Je te hais je m’en veux

Je te hais je m’en veux
Tuesday 20 October 2009

Chère Alice,

Merci pour votre engagement, pour la compréhension que vous restituez avec une extrême justesse de l’enfant maltraité et merci pour cet espace que vous avez créé et au sein duquel chacun peut venir se blottir.

De mon enfance je n’ai gardé que l’horreur, la peur et la solitude.
J’ai grandi dans un environnement familial hostile, violent, austère, aride, avec une mère omniprésente et qui continue toujours à m’asphyxier.
Mes parents étaient des immigrés et nous avons vécu dans une grande pauvreté. Isolés du reste de la famille paternelle et maternelle qui vivait dans leur pays d’origine. La survie était assurée par une gestion austère et millimétrée des ressources du foyer. Mon père ne travaillait pas, l’argent venait principalement de l’aide sociale et des travaux ménagers que ma mère effectuait « au noir ». Pourtant ils ont eu 5 enfants. Malgré la promiscuité, malgré le manque de perspectives, malgré le manque de ressources et malgré le cruel manque d’amour. D’abord entre mes parents (union d’un mariage « arrangé » grand mère maternelle qui a « donné » sa fille) et ensuite entre chacun des membres de la famille car personne ne nous a appris à nous aimer. Les fêtes familiales consistaient en de sinistres simulacres de cohésion et d’unité. Je n’ai jamais su trouver ma place dans cette famille et très tôt vers 5 ans j’ai compris que mes parents allaient me brimer pour le reste de ma vie. J’ai compris que tout ce qu »ils voulaient c’était me casser, me plier de la même manière que la vie, la tradition et culture dont ils étaient issus les avait écrasés et transformés en machines à violence. Alors il y avait les coups, les humiliations, les menaces, les coups du grand frère, les astreintes ménagères, les cris, le bruit, la promiscuité, l’incertitude de l’avenir et cette mère toujours envahissante.
Les sorties à l’extérieur étaient rigoureusement soumises à l’approbation de ma mère. Tout passait sous son contrôle.
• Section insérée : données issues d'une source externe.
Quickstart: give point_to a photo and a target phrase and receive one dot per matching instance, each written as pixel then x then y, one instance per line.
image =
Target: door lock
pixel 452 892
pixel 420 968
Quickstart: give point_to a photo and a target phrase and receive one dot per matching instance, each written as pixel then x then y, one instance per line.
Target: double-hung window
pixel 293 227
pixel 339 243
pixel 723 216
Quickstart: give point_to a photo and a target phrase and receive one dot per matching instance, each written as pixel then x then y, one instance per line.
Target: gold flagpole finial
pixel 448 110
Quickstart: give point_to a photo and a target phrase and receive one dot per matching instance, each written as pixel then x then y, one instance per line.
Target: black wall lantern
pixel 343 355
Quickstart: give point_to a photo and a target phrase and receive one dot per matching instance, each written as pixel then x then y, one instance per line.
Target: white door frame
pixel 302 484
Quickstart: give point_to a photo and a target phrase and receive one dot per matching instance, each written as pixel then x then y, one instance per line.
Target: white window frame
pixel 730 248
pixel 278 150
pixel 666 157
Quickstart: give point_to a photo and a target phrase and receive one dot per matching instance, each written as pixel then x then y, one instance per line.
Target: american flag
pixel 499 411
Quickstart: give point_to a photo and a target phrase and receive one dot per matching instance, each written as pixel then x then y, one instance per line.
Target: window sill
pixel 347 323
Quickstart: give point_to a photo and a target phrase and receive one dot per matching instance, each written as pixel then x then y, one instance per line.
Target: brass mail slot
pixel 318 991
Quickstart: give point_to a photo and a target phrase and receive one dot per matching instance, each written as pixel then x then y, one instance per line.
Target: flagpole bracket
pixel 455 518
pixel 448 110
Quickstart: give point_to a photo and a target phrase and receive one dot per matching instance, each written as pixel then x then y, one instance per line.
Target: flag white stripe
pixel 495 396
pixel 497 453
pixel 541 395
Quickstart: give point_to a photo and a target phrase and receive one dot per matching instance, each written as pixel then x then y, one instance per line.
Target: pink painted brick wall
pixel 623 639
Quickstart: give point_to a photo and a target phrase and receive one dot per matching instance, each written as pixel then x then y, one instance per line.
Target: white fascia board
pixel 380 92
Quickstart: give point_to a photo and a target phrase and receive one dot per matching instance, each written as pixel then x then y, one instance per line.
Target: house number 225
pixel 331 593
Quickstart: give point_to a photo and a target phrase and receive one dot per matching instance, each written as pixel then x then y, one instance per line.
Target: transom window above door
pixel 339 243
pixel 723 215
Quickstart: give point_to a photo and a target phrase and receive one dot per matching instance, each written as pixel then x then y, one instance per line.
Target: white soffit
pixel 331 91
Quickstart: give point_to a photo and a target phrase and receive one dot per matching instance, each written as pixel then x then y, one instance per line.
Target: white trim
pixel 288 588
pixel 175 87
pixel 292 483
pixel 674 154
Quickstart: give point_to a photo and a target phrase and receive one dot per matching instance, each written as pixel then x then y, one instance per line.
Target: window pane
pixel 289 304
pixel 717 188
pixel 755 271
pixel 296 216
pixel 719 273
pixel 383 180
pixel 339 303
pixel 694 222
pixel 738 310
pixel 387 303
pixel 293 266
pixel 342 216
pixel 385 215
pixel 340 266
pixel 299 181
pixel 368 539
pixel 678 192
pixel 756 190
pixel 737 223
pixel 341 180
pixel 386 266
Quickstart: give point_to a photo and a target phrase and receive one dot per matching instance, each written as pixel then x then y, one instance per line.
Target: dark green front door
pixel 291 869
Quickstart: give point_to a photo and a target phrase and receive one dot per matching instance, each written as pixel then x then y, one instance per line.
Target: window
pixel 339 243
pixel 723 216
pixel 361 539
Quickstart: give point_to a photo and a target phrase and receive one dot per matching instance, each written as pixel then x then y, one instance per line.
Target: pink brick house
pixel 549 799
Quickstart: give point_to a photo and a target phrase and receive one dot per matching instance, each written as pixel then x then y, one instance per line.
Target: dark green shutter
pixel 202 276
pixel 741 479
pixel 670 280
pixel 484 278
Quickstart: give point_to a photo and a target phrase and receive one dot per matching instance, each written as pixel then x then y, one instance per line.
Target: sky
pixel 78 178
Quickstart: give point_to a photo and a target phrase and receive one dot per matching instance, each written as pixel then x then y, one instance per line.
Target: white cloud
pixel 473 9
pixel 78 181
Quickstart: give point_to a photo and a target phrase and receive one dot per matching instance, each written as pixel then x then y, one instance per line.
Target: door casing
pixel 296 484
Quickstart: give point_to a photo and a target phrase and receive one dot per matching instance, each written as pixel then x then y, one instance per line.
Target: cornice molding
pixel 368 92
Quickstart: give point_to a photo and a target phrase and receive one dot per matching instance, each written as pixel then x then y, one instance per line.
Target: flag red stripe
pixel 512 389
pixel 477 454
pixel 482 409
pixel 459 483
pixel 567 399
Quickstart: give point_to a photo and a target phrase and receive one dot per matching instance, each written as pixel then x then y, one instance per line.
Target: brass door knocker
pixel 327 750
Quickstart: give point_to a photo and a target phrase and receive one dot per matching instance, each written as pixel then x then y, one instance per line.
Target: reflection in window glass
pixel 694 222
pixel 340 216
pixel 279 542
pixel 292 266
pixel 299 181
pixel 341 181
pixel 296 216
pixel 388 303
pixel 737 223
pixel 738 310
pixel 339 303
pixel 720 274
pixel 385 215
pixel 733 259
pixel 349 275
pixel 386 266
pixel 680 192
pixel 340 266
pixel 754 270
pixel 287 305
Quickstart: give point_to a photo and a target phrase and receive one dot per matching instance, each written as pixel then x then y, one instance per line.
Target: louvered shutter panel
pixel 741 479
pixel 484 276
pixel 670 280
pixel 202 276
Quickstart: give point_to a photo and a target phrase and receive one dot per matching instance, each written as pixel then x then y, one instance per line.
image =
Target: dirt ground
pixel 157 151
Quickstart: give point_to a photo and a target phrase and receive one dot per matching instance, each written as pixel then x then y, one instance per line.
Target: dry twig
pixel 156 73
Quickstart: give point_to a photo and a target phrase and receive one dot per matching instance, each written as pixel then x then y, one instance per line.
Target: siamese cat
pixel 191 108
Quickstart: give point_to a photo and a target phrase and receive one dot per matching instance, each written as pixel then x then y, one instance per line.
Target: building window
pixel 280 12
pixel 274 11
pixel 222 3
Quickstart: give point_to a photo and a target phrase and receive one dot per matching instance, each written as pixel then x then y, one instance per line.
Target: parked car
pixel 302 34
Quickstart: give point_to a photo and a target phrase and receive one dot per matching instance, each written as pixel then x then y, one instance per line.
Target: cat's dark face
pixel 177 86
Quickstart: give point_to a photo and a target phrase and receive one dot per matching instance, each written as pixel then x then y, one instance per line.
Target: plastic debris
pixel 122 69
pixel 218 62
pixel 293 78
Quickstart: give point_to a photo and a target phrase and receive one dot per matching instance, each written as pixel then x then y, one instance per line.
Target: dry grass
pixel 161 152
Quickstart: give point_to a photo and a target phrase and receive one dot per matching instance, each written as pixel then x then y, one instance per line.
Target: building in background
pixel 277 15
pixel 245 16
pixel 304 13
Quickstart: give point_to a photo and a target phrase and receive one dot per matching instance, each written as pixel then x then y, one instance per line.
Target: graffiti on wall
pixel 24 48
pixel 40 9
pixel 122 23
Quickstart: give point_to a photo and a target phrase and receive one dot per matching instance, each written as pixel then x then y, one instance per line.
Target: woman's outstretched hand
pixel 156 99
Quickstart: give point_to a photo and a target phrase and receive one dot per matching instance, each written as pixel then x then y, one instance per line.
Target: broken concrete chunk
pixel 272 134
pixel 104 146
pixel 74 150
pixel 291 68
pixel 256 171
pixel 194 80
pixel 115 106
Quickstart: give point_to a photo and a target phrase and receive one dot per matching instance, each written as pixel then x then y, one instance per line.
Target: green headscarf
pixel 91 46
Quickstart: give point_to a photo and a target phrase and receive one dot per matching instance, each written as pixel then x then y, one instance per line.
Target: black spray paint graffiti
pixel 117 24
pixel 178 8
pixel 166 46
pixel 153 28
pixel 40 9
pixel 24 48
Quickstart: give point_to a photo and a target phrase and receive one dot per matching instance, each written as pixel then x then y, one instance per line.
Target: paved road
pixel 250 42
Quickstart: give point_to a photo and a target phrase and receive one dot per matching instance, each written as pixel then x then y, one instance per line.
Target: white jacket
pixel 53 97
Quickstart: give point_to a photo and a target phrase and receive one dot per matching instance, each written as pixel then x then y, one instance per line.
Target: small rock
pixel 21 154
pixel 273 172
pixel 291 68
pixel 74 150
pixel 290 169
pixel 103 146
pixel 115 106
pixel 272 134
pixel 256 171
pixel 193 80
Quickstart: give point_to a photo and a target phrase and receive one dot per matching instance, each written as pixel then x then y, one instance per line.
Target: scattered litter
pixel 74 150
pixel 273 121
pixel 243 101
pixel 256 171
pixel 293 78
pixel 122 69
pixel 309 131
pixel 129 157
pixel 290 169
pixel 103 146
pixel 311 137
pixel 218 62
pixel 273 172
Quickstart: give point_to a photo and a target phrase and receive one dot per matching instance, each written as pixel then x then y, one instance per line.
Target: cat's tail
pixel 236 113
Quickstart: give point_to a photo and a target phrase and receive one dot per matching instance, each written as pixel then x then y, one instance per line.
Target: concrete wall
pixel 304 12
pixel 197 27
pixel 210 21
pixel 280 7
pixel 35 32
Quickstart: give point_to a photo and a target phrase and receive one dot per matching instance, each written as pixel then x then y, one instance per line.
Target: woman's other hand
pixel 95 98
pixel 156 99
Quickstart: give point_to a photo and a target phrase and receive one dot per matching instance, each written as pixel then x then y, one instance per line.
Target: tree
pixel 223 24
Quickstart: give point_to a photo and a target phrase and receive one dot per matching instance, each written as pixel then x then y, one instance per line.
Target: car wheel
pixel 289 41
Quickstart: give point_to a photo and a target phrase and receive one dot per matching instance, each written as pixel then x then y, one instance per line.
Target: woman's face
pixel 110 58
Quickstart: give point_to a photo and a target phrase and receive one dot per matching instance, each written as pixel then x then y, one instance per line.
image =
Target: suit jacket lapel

Le jour de la douche (une seule fois par semaine, le nombre de serviettes de la semaine, les vêtements « autorisés », les visites chez le médecin, etc.) Mon père lui ne faisait rien sauf nous battre, nous insulter, nous humilier, décider des programmes de la télé (les siens: foot, politique et documentaires de guerre, il adorait hitler…) Très tôt j’ai dû m’occuper des derniers, « écouter » les plaintes quotidiennes de ma mère, ses malheurs, ses frustrations, ses angoisses, rédiger les courriers, effectuer les démarches administratives (mes parents ne maîtrisaient que peu la langue) et en plus je devais suivre l’école qui heureusement était le seul endroit où je pouvais exister et oublier ma misère affective. Je n’avais aucun droit. Seulement des obligations. Le pire c’est qu’ aujourd’hui encore j’ai l’impression que ça ne s’est jamais arrêter. Malgré toute la haine que j’ai pour eux je ne peux que m’en vouloir. Ma colère est toujours vécue sur le mode de la culpabilité. Je leur en veux mais je sais qu’ils ont été malheureux eux mêmes (ma mère particulièrement) et ils me font presque plus de peine que ne je peux en avoir pour moi même.
J’ai été violée par mon père. Ma mère le faisait dormir dans la même chambre que moi avec un frère ou une sœur, attitude inconsciente de sa part? repoussant ainsi sur mon corps le champ d’un désir qu’elle se refusait de satisfaire? Je n’en garde aucun souvenir sonore ou clair pourtant, malgré le fait que le viol a été quasi quotidien. J’ai beaucoup de « flashs », seulement des impressions, des sentiments. Je me souviens du sang, de l’engourdissement du corps, de la douleur, d’un goût métallique dans la gorge, de l’attente de la fin et de l’envie de vomir qui me prenait à son odeur. Je me demande comment je fais pour tenir debout encore aujourd’hui. J’ai le sentiment d’être une épave, un cimetière, un vide ordures. Depuis toutes ces années je n’ai connu aucune trêve, jamais je ne me suis laissée aller, vivre, je ne suis que cette somme de souvenirs d’horreurs qui me hantent au quotidien, qui m’empêchent de vivre et qui continuent toujours à me soumettre à la tyrannie de ma mère.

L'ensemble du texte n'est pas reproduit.